# pressure washer wand



## Belle_85

This is used to wash something with pressure...

What is the translation into Spanish?

I would say... vara de lavado a presión, but I want to know if there is already a name for this... any help?


----------



## cacarulo

¿No sería una hidrolavadora?


----------



## Mate

La hidrolavadora es la _pressure washer_.

_Wand_ es el caño o tubo por el cual sale el agua a presión.

Creo que la palabra es "*lanza*".


----------



## cacarulo

¡Tenés razón!


----------



## Belle_85

Thanks for your help people!!


----------



## ytaelena

Yo lo conozco como: manguera de alta presión.


----------



## speedier

Just for future followers of this thread, whenever I have encountered the word "wand" in this context, it means an "extensible wand", an "extension wand", or a "telescopic wand".

Some of them are quite long, and an extension high pressure hose is passed through the wand, allowing the operator to clean, for example, house fascias and soffits with the pressure washer staying at ground level.
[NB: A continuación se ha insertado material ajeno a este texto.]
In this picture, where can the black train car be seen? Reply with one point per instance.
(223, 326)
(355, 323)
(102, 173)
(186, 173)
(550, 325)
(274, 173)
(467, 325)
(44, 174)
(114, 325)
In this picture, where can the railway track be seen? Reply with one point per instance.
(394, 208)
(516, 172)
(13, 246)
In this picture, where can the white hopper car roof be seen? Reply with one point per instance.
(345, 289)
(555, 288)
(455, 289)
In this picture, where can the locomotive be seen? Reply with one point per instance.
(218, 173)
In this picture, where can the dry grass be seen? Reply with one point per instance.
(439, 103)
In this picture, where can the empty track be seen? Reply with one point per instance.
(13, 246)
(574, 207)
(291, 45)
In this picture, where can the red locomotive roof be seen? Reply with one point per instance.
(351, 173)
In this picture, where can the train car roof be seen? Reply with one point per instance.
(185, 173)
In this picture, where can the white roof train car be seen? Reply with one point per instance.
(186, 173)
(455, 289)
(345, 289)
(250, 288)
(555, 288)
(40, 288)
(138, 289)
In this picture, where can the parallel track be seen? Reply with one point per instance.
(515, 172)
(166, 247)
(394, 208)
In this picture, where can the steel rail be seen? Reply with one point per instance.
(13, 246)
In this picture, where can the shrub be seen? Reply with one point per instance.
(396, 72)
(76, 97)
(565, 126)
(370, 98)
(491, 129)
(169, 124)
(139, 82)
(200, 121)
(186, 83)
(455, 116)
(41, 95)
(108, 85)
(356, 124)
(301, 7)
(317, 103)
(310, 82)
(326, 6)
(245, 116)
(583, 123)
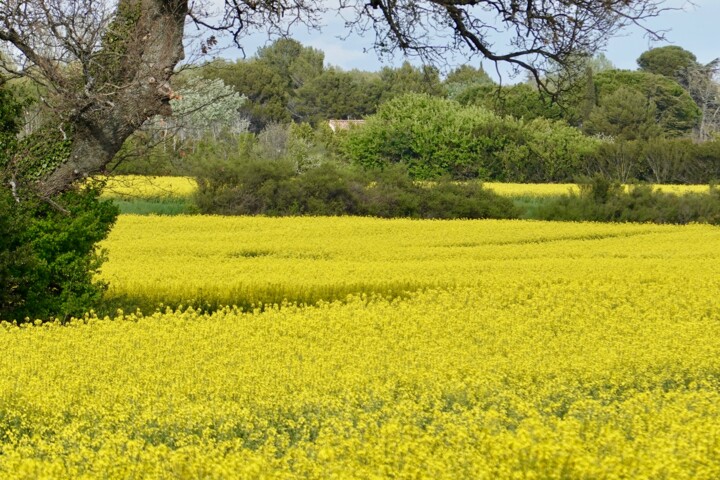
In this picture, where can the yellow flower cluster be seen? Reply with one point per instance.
(530, 350)
(212, 260)
(153, 187)
(141, 186)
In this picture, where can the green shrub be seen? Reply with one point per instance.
(48, 257)
(274, 188)
(602, 200)
(434, 137)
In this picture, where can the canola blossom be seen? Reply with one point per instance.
(453, 349)
(146, 186)
(137, 186)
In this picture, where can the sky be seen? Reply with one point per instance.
(694, 27)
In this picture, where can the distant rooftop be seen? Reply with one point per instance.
(336, 125)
pressure washer wands telescoping wand


----------



## Kelly2456

Hidrolavadora es el Pressure Washer
Manguera de alta presion es un High Pressure Hose
Una lanza es una "Lance" en ingles.
Estaba buscando la palabra "wand" en español y lo único que encontré fue la palabra para un "magic wand". Aunque una 'lance' y una 'wand' no son iguales, el significadode las palabras sí son casi iguales. La mejor palabra para usar sería "lanza" porque los dos sirven para el mismo propósito.


----------



## Mate

Hola Kelly, te doy la bienvenida al foro y espero que nos acompañes por mucho tiempo 

Gracias por tu explicación. Una lanza por lo general es esto:






Mi pregunta es, ¿se parece a lo que se conoce como "wand"?


----------



## Kelly2456

Una "wand" y una "lanza"  parecen iguales. Esta se parece a una wand de plástico o un tipo de tubería. (PVC)?


----------



## Ines36

Tambien he visto que se les llama Vara de la Hidrolavadora.
http://www.ehowenespanol.com/suministros-hidrolavadoras-sobre_364557/


----------